Gli anni ’80 della moda, degli stilisti e delle modelle star sono stati anche quelli che hanno reso popolari i profumi. Non che non lo fossero anche prima, s’intende: conosciamo tutti la storia, da Joy a Chanel n°5 alle creazioni Guerlain. Ma dagli anni ’80 il profumo è diventato un accessorio indispensabile per tutte le donne, un po’ come il cappello nei decenni precedenti, e quindi alla portata di tutte grazie a nuovi prodotti “moderni” e a basso costo dedicati alle giovanissime. Alcune di queste essenze, diventate dei classici, esistono ancora; altre sono ormai scomparse. Ma è davvero così? Vediamo!

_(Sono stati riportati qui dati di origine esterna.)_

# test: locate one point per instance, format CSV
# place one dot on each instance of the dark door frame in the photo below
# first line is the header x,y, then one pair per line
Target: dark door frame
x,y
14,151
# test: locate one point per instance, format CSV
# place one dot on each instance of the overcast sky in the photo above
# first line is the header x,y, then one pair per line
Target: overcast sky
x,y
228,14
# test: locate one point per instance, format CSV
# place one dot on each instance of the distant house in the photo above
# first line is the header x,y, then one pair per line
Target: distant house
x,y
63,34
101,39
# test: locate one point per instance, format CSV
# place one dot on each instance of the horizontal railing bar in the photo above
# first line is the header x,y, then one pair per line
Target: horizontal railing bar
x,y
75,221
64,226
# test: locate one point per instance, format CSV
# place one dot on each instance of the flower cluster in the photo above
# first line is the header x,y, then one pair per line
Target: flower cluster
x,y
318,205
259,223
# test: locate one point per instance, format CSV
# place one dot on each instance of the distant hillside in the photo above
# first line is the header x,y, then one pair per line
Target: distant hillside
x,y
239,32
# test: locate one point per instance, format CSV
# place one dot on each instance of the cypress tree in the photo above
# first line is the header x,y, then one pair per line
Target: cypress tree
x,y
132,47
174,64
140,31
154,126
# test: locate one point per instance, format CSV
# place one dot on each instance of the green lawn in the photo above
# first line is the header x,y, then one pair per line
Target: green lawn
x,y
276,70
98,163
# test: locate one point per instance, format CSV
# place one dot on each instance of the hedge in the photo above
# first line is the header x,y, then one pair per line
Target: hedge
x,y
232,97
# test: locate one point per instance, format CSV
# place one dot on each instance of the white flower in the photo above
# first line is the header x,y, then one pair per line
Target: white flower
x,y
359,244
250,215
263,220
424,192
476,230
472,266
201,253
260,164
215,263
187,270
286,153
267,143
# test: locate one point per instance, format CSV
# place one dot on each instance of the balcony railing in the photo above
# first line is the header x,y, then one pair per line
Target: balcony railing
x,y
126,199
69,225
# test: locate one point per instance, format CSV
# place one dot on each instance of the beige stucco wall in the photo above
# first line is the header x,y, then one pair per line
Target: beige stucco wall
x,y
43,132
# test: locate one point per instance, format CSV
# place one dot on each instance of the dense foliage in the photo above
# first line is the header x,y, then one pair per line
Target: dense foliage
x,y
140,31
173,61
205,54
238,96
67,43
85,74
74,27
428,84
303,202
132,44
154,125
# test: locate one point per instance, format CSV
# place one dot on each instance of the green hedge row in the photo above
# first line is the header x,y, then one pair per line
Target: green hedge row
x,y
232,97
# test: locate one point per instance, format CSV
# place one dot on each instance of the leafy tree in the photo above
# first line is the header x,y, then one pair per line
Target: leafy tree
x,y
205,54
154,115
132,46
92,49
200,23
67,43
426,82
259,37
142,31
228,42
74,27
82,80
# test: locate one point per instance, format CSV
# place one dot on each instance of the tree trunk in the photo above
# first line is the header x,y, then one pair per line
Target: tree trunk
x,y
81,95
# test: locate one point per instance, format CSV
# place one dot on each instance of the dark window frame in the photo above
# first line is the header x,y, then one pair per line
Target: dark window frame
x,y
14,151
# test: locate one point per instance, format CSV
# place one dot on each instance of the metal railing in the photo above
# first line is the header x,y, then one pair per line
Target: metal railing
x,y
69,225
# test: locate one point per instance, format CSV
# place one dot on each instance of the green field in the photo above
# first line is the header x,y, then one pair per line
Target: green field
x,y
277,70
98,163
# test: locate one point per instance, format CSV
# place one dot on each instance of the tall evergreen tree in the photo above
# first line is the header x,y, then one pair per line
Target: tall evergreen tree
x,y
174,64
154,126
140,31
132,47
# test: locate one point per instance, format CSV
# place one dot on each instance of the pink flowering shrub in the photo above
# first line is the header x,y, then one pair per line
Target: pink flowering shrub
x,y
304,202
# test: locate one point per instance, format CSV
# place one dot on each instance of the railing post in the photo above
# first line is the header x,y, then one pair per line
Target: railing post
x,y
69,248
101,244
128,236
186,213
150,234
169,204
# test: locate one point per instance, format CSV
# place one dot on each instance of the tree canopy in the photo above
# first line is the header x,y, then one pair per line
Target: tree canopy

I profumi superclassici degli anni ’80

Il profumo simbolo degli anni ’80, quello che incarnò perfettamente la donna dell’epoca aggressiva, seducente, misteriosa, era nato nel 1977 ad opera della maison Yves Saint Laurent. Si chiamava Opium, ed era il sogno di tutte. Costava molto (immaginate i 150 euro di oggi, più o meno), lo indossavano le famigerate “donne manager”, le signore benestanti, ma anche tantissime altre donne che si toglievano il pane di bocca pure di averne una boccetta. La fissa era generale. Opium era molto pesante (per il nostro gusto moderno), d’altronde è stato il primo degli “orientali”, e lasciava una scia che persisteva in corridoi e ascensori per ore. Si riconosceva all’istante.

Opium Profumi anni '80
Linda Evangelista per Opium, 1988

Poi c’era la versione più “giovane” di Opium, sempre nell’alveo degli “orientali speziati e misteriosi”: costava un po’ meno, era buonissimo, e si chiamava Magie Noire. Prodotto da Lancome alla fine degli anni 70, andava forte tra le ragazze. Io ne ho una versione “solida” che conserva ancora la sua fragranza originale.

Anni 80 Magie Noire

Un altro classico tra le fragranze degli anni ’80 è K di Krizia. Probabilmente l’essenza più venduta tra quelle firmate dai nuovi stilisti emergenti, K conobbe un successo immediato dal lancio nel 1982. Forse la chiave era il felice mix tra le note dolci e fiorite e quelle frizzanti e profonde, o forse l’ottima persistenza.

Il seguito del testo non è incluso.